Did you read the part where it said, "We spent so many $$$'s on this app we are now forced to cut your pay and keep more for ourselves."


----------



## Disgusted Driver (Jan 9, 2015)

Jam Val said:


> Does anyone have the new partner app? Looks like the beta version was successful among the uber driver testers. I'm worried about the new surge areas. I want to keep them big! In metro Charlotte (inside the 485 loop), we have 3 surge areas. Smaller ones would suck.
> View attachment 12361
> View attachment 12362


I agree, in Raleigh we used to have several, now there's just a single surge area inside the beltline which makes life a lot eaiser and less likely to get called one block outside the surge, etc...


----------



## Bart McCoy (Nov 4, 2014)

So exactly what beneficial improvements for the driver are there


----------



## Jam Val (May 14, 2015)

One nice thing is to see a running daily total, just like Lyft has.


----------



## Bart McCoy (Nov 4, 2014)

Jam Val said:


> One nice thing is to see a running daily total, just like Lyft has.


but we already had that in the earnings tab


----------



## Jam Val (May 14, 2015)

Bart McCoy It's a way for us to never ever have to log off ever. Lol what I don't like is the feedback. Some of yall get that in weekly reports already but now we'll be able to see it through the app. Goodie.


----------



## Bart McCoy (Nov 4, 2014)

Jam Val said:


> Bart McCoy It's a way for us to never ever have to log off ever. Lol what I don't like is the feedback. Some of yall get that in weekly reports already but now we'll be able to see it through the app. Goodie.


But only feedback you get in weekly summary is positive feedback, which does us no good


----------



## Jam Val (May 14, 2015)

My friend's beta app showed bad feedback too.


----------



## clwilla (Sep 1, 2015)

How do we see feedback at all? I still have yet to find where I can see even good feedback.


Jam Val said:


> My friend's beta app showed bad feedback too.


----------



## Jam Val (May 14, 2015)

clwilla said:


> How do we see feedback at all? I still have yet to find where I can see even good feedback.


Some markets email weekly summaries that include feedback. Mine doesn't.


----------



## Uber_Black Driver (Aug 11, 2015)

How to get the beta app? is there a link? or do you have to contact uber?


----------



## Jam Val (May 14, 2015)

Uber_Black Driver said:


> How to get the beta app? is there a link? or do you have to contact uber?

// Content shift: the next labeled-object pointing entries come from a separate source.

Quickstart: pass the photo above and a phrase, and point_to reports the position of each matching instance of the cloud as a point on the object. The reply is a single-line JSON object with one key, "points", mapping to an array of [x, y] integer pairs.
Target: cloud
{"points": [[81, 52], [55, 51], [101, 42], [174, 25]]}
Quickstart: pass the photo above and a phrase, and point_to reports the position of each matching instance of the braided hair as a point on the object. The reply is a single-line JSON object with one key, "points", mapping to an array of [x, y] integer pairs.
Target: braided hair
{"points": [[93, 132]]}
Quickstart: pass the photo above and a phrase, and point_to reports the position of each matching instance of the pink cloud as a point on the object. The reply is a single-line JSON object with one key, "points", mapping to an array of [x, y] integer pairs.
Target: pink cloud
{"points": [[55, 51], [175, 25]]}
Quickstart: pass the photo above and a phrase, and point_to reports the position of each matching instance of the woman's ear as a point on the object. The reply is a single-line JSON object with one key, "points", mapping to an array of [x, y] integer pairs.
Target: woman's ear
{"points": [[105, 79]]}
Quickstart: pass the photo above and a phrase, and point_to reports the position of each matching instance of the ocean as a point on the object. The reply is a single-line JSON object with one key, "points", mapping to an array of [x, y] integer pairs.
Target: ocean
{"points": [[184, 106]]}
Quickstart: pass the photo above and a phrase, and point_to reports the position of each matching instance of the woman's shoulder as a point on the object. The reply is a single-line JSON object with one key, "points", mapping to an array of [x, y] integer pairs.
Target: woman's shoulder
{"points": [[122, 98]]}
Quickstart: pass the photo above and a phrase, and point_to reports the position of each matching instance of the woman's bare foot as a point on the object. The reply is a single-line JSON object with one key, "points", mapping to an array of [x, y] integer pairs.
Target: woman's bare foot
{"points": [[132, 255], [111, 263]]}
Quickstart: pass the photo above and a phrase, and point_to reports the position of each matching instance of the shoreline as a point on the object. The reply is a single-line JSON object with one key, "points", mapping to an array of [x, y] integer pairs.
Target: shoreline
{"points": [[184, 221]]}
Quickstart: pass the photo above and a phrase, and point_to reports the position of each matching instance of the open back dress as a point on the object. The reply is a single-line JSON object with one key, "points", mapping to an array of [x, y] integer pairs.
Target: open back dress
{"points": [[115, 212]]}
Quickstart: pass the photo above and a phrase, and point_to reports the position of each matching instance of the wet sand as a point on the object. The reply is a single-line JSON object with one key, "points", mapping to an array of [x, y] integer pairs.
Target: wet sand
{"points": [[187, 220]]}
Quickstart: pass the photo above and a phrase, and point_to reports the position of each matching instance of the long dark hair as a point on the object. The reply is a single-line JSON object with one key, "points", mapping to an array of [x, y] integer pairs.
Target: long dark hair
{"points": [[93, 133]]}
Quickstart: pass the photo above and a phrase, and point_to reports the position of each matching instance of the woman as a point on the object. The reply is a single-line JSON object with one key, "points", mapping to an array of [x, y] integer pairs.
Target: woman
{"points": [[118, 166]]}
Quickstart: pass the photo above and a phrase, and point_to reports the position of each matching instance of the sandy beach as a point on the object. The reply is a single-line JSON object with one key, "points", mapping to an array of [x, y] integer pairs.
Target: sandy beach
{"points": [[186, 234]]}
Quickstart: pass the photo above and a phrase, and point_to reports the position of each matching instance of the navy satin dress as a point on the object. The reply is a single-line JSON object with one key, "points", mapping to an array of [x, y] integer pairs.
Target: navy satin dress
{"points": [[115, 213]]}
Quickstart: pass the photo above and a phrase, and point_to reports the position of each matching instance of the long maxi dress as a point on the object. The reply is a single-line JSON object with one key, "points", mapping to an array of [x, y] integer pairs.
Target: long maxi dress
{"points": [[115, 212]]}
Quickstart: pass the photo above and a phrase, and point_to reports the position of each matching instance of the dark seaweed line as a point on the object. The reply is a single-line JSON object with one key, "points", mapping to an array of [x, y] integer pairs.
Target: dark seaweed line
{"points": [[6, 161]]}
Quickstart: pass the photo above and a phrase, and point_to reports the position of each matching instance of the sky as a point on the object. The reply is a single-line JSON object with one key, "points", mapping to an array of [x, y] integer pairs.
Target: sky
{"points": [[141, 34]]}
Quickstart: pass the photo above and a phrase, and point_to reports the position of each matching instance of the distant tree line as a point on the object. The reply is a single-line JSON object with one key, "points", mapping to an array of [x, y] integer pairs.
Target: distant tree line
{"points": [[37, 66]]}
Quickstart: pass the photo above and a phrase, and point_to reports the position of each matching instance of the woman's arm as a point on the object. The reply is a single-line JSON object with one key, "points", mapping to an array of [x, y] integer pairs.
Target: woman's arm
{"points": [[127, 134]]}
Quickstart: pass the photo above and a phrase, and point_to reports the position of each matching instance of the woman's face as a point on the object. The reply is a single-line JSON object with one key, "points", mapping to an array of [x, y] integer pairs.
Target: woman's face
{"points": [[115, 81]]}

It was tested in some markets and the people chosen to test were emailed to meet with uber reps.


----------



## DocT (Jul 16, 2015)

Wow, that's a really tiny surge zone! You have to be within 100ft just to hit that surge! Pax will walk that distance to avoid the surge!


----------



## Bart McCoy (Nov 4, 2014)

New update takes away fare price on trip list?


----------



## Bart McCoy (Nov 4, 2014)

Also, only beeps once now on ping


----------



## clwilla (Sep 1, 2015)

My "[X]" button now works to dismiss the last fare.

I also noticed that UberXL is now available in my area which is a huge score for me.


----------